At 4/12/2005 10:21:00 AM, Blogger K. said...

So Salman Rushdie was... a surprise. But it makes sense when you describe it. Not all crushes have to be lust-driven.

I am so lifting this meme.

 
At 4/12/2005 12:34:00 PM, Anonymous Anonymous said...

Shia is now 18 (I think) so it's okay. I absolutely love him!! I really thought I was the only one . . . damn! Now I gotta cut cha!

 
At 4/12/2005 03:09:00 PM, Blogger Kay said...

I like that guy from the Sprint commercials. I don't know why.

 
At 4/12/2005 06:51:00 PM, Blogger Fresh said...

Dang...we needed that shaker the other week! Only a dollar you say? And we were in Target that day we were mixing. I might need to make another trip over there.

 
At 4/13/2005 01:08:00 AM, Blogger Sid said...

Keidra: you know, so many of my crushes are non-lust-driven, or at least the lust is inspired by something else. I'm abnormal that way. I have liked some CRAZY lookin' mofos...
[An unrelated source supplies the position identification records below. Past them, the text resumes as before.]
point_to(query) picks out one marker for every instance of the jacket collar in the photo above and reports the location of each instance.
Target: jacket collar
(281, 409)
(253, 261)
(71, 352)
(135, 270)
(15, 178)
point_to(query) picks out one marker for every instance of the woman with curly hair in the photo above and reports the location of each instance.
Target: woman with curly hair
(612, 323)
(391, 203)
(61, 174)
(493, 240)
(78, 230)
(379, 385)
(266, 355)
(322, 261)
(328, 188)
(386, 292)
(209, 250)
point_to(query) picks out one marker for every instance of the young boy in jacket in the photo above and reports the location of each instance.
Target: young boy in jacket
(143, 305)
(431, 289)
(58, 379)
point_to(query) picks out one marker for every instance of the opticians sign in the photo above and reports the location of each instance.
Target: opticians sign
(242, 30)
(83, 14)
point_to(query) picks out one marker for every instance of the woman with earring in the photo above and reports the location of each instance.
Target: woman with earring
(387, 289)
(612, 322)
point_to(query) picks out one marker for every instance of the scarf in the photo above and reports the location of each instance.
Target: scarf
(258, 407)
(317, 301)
Ms.: Thanks! I like yours, too!

Yana: Bring it! Just kidding, keep him, damn. Oh, wanna swap for Loaf?

K: Oh me too! No wait, I like the guy from the Verizon commercials. Sprint is evil.

X: I am not taking list criticism from someone who gots love for Ced! But he does look dirty, I admit. Eh, what can I say?
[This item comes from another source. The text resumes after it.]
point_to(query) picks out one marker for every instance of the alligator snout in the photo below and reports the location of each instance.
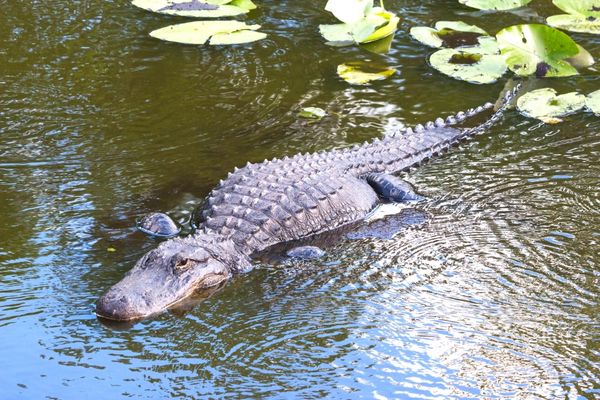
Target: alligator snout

Berry: I love how you needed a shaker "the other week." I've used mine twice in three days. You make me feel like a drunk. I got it at the Atlantic Ave Target in Brooklyn. Dunno if they got the same stuff in the Bx dollar section.

 
At 4/13/2005 06:53:00 AM, Anonymous Anonymous said...

Why Ms. Did, me making you feel like a drunk would be like pot calling the kettle black, my dear. I was actually recovering from a slight hangover this past Friday night. Might have to challange you to a drink off one night. LOL!

 
At 4/13/2005 12:10:00 PM, Anonymous Anonymous said...
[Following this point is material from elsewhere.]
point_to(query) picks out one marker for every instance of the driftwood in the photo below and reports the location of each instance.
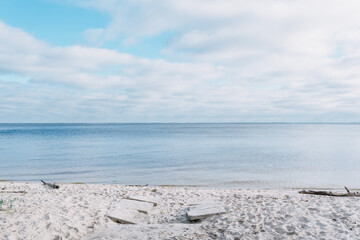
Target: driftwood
(12, 192)
(52, 185)
(329, 193)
Um, Sid, why did I run out and by not one, not two, but THREE of those cute Target shakers yesterday after reading your comments??? I also got a cutting board with a knife also for a $1!! I love that place!!

 
At 4/13/2005 12:54:00 PM, Blogger Sid said...

Berry: Your're on!

Yana: You kinda need three at least if you're planning to entertain since they're individual shakers/ I might go back and get some more. Plus, you have professional concerns to consider. Ahem. *cough* Ithaca *cough* ooooh, also, mr. laboeuf is almost 20. thereyago.